Posted by on 17/02/2021

Devagar, a terra aproxima-se, Lisboa distingue-se melhor, o retângulo torto do Terreiro do Paço, o labirinto das ruas e travessas, o friso das varandas onde o padre morava, e onde agora estão entrando os familiares do Santo Ofício para o prenderem, gente tão escrupulosa dos interesses do céu e não se lembram de olhar para cima, […] e já saem a informar que fugiu o padre a quem iam buscar para o cárcere, e não advinham que o protege a grande abóbada celeste aonde eles nunca irão, é bem verdade que Deus escolhe os seus favoritos, doidos, defeituosos, excessivos, mas não familiares do Santo Ofício.

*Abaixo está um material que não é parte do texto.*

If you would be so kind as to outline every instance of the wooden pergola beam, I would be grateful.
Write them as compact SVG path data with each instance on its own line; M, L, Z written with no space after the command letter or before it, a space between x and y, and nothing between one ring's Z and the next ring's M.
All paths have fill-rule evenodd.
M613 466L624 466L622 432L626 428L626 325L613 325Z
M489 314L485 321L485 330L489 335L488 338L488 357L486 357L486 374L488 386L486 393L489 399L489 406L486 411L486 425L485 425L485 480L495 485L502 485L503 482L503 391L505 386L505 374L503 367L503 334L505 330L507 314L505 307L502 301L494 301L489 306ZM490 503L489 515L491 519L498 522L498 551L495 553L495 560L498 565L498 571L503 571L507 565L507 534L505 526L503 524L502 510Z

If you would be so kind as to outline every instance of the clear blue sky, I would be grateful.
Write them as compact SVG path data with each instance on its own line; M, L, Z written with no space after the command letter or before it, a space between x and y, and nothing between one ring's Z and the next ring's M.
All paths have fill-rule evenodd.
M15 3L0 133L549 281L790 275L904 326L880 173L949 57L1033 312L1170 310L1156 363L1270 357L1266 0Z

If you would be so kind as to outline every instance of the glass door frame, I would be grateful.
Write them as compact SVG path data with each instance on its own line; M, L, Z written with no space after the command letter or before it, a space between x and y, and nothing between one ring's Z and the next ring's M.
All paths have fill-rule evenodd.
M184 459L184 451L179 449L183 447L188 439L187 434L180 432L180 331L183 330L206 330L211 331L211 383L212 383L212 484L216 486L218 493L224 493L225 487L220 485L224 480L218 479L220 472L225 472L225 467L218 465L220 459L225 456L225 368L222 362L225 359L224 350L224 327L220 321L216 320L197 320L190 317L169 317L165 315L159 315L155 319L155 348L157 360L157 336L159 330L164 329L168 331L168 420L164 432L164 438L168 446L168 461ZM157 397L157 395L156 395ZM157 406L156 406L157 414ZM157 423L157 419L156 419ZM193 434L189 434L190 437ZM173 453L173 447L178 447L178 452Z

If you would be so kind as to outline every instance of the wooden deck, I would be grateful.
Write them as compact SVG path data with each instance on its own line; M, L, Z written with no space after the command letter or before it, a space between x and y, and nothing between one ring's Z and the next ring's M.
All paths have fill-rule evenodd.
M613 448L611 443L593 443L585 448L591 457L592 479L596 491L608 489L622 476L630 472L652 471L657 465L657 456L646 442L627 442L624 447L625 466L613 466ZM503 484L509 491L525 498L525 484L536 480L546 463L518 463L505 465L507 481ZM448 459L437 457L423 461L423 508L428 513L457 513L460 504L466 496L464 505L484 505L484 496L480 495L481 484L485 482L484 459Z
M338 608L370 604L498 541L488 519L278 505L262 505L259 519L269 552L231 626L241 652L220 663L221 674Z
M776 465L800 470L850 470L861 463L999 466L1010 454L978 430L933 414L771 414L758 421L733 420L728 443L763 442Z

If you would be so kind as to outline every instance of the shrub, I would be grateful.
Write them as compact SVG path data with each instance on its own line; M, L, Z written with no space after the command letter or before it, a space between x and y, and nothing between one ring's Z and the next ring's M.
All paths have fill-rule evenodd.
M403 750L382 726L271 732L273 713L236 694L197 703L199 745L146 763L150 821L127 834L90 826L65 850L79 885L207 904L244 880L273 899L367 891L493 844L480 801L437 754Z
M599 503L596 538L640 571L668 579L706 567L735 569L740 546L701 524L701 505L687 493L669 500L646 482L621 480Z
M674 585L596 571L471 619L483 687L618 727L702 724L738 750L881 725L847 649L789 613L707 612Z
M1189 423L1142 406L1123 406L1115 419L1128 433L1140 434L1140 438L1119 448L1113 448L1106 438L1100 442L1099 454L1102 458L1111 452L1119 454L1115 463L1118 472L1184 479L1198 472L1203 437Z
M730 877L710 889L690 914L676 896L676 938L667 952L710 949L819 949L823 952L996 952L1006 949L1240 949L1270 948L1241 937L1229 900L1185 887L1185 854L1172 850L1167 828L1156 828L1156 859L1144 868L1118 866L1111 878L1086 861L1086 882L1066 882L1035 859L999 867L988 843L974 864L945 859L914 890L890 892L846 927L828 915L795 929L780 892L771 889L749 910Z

Trecho retirado do livro “Memorial do Convento”, do escritor português José Saramago (1922-2010), que descreve a demonstração do aeróstato, ou passarola, um invento voador do frade nascido em Santos Bartolomeu de Gusmão (1685-1724), perseguido pela Inquisição

Nunca na sua breve vida será capaz de produzir parábola que se recorde, dito que merecesse ter ficado na memória das gentes de Nazaré e ser legado aos vindouros, menos ainda um daqueles certeiros remates em que a exemplaridade da lição se percebe logo à transparência das palavras, tão luminosa que no futuro rejeitará qualquer intrometida glosa, ou, pelo contrário, suficientemente obscura, ou ambígua, para tornar-se nos dias de amanhã em prato favorito de eruditos e outros especialistas.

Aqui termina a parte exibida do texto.